E-Commerce: A Clearer Signal
E-commerce provides the clearest direct measurement of downtime cost because revenue per minute is more straightforward to calculate. A retailer doing $10 million/day in online revenue loses approximately $6,900 per minute when the site is unavailable. During peak periods like Black Friday, where revenue per minute can be 5–10x normal, the calculus changes dramatically.
The 2018 Amazon Prime Day outage illustrated this starkly. Amazon’s UK and US sites experienced loading issues for approximately 63 minutes. Based on Amazon’s reported 2018 annual revenue (~$232 billion) and the traffic concentration during Prime Day, analyst estimates placed the potential revenue impact at between $72 million and $99 million—roughly $1.1–$1.6 million per minute of disruption. Amazon has not officially disclosed a figure.
For smaller retailers, Shopify publishes aggregate platform performance data. During Black Friday 2023, Shopify processed over $4.2 billion in total sales—approximately $4.5 million per minute at peak. Any platform-wide outage during that window would have had immediate, measurable consequences for tens of thousands of merchants simultaneously.
How Often Does Downtime Actually Happen?
Data Centre and Infrastructure Outages
The Uptime Institute’s annual Global Data Centre Survey tracks data centre outages worldwide. Their 2023 report found:
- 54% of data centre operators reported a significant outage in the past three years
- 25% of those outages were classified as severe or serious
- The most common cause of significant outages was power-related failures (at 43% of incidents), followed by software and IT systems issues (22%) and network issues (18%)
- Only 15% of outages were caused by hardware failures—a significant shift from a decade ago, when hardware was the dominant cause
This shift toward software, configuration, and network causes matters for monitoring strategy. Hardware failures are often detected immediately by physical infrastructure alerts.
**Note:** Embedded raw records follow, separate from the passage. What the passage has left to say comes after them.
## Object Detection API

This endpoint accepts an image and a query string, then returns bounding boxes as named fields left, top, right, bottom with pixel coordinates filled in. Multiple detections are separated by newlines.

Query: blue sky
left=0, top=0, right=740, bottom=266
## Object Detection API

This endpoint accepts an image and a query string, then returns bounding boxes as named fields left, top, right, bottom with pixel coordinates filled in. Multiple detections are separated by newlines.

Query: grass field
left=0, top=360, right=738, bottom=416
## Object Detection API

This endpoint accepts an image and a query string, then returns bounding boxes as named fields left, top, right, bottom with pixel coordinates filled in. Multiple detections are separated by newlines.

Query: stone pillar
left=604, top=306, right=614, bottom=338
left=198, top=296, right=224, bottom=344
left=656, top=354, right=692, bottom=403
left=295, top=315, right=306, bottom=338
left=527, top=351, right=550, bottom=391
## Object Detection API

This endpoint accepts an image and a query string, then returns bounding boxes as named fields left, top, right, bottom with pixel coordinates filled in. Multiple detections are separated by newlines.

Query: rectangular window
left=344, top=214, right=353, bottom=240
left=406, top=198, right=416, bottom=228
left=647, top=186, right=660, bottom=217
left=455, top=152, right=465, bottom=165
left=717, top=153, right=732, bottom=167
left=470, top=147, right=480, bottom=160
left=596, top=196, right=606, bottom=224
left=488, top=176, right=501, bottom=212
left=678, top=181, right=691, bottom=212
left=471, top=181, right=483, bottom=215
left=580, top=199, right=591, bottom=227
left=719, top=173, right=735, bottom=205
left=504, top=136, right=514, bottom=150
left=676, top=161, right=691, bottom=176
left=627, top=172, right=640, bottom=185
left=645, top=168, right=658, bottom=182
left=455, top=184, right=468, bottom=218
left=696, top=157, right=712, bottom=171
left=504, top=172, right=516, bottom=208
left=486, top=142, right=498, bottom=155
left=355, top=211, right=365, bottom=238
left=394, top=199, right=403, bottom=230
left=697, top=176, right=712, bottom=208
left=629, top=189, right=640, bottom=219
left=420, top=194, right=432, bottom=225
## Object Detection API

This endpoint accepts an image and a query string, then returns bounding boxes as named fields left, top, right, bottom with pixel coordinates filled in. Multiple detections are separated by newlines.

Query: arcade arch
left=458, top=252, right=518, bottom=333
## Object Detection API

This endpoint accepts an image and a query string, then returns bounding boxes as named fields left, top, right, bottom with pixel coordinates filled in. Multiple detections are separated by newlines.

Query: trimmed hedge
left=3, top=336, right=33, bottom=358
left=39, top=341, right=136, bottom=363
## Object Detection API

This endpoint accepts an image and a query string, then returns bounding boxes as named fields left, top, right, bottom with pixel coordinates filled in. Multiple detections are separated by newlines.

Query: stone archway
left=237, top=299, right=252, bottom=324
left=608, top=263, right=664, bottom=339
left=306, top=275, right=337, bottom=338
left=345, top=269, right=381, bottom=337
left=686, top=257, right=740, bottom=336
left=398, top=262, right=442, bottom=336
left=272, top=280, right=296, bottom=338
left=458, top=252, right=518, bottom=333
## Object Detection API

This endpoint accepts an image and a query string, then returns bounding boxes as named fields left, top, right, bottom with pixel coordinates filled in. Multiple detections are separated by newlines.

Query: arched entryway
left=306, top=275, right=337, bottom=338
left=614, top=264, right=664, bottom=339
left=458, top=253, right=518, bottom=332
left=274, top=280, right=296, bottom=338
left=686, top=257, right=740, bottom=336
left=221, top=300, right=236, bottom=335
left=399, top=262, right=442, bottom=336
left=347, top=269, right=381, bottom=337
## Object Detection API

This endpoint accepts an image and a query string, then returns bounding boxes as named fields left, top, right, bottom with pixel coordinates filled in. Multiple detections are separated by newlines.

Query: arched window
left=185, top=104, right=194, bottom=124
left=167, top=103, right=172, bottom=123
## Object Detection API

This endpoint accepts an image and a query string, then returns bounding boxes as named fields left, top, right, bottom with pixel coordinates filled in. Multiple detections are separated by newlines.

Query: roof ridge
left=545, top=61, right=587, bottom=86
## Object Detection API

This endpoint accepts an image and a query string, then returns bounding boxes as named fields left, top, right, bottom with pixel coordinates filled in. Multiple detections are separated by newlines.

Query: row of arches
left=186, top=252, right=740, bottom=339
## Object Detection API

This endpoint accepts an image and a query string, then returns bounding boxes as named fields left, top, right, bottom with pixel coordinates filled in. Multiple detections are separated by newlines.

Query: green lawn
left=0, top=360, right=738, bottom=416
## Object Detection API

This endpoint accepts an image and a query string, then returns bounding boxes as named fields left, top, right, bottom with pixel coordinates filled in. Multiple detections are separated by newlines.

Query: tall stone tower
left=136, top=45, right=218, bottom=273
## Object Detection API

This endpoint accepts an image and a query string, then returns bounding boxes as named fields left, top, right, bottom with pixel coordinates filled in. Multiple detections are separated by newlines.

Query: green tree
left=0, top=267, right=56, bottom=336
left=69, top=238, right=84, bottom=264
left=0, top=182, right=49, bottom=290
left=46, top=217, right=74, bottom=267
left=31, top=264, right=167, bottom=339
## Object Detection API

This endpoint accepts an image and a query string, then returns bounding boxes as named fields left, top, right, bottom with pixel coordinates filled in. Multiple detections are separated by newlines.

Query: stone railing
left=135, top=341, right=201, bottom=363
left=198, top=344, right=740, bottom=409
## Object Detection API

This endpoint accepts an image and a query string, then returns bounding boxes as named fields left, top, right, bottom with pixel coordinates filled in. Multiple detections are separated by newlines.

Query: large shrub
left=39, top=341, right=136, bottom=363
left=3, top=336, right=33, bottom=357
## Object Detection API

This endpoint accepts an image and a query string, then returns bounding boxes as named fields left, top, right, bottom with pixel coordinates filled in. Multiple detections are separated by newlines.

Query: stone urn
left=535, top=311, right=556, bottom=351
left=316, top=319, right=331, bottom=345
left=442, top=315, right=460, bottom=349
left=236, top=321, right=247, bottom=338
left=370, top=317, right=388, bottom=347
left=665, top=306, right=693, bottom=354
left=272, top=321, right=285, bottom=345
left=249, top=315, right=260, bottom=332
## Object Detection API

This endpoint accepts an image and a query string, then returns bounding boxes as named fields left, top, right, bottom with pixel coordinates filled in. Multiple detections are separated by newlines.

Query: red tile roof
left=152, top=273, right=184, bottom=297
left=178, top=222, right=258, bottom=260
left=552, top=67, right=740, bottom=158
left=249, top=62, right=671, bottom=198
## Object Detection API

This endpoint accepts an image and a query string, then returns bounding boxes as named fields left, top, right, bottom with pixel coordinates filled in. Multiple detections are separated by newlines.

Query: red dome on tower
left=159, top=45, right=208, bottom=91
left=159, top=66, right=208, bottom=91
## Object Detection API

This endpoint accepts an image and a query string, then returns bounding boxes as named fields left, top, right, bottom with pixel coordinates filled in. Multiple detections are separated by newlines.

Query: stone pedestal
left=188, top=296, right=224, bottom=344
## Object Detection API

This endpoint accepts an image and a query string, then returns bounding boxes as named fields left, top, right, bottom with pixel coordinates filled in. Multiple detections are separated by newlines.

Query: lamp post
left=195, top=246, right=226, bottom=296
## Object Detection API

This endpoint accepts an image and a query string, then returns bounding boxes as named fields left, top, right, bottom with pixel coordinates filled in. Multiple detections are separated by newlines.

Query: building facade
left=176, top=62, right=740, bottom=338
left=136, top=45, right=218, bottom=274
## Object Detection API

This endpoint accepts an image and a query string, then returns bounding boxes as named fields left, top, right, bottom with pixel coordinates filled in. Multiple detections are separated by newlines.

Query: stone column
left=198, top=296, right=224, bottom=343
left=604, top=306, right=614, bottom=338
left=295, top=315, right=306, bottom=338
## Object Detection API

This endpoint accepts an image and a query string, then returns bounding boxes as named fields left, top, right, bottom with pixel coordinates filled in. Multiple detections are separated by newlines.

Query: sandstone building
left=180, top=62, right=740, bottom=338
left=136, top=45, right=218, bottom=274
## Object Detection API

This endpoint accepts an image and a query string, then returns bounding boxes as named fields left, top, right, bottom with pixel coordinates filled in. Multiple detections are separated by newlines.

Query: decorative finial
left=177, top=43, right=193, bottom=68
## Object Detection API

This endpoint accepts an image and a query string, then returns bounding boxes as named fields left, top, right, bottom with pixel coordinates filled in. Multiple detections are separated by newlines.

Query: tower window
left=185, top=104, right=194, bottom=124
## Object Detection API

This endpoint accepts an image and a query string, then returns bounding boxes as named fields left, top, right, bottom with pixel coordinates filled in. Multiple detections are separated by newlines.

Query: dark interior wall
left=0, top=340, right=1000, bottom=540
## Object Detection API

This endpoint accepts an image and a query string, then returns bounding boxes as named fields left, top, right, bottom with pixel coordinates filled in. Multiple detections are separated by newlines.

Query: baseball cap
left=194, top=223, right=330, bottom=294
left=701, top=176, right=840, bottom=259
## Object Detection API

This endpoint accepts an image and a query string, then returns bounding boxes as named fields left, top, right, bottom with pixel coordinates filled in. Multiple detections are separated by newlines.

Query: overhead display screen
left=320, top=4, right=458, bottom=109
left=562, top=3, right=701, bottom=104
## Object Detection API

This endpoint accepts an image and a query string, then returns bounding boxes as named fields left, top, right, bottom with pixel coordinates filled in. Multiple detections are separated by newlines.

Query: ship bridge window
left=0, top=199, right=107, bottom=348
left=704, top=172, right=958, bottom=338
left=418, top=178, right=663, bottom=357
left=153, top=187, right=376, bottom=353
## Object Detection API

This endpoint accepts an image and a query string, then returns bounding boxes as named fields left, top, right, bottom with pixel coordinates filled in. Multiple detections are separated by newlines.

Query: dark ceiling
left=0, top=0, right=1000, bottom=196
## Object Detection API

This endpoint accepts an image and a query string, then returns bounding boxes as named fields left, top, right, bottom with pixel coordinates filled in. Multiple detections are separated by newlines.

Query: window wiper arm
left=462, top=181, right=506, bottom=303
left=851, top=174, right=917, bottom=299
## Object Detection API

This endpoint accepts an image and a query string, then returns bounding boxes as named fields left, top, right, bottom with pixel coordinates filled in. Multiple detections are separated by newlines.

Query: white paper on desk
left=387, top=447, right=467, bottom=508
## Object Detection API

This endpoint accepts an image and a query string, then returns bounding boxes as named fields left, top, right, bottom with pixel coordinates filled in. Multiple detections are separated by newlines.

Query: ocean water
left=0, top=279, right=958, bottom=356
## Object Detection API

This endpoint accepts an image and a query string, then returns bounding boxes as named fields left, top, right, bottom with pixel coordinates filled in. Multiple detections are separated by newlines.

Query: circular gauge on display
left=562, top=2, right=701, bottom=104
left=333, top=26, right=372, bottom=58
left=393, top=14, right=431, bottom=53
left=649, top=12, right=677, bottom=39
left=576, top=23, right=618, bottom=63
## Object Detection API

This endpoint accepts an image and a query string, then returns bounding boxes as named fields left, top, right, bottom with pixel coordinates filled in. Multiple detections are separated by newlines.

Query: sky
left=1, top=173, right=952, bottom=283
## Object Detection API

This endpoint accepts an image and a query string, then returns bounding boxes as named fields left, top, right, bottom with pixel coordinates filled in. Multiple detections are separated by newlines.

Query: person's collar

Software failures—a bad deployment, a configuration error, a dependency outage—can be subtle, partial, or slow to surface.
Website and API Availability
Availability data for public-facing web services is harder to aggregate across the industry because most companies don’t publish outage durations. StatusPage data from major SaaS providers offers a partial picture.
Published post-mortems from major providers document notable incidents:
- GitHub (October 2018): 24-hour partial outage during database migration. Availability dropped to approximately 99.66% for the month.
- AWS us-east-1 (December 2021): Multi-hour outage affecting AWS services globally. Impacted a significant portion of the internet including major streaming, delivery, and SaaS services.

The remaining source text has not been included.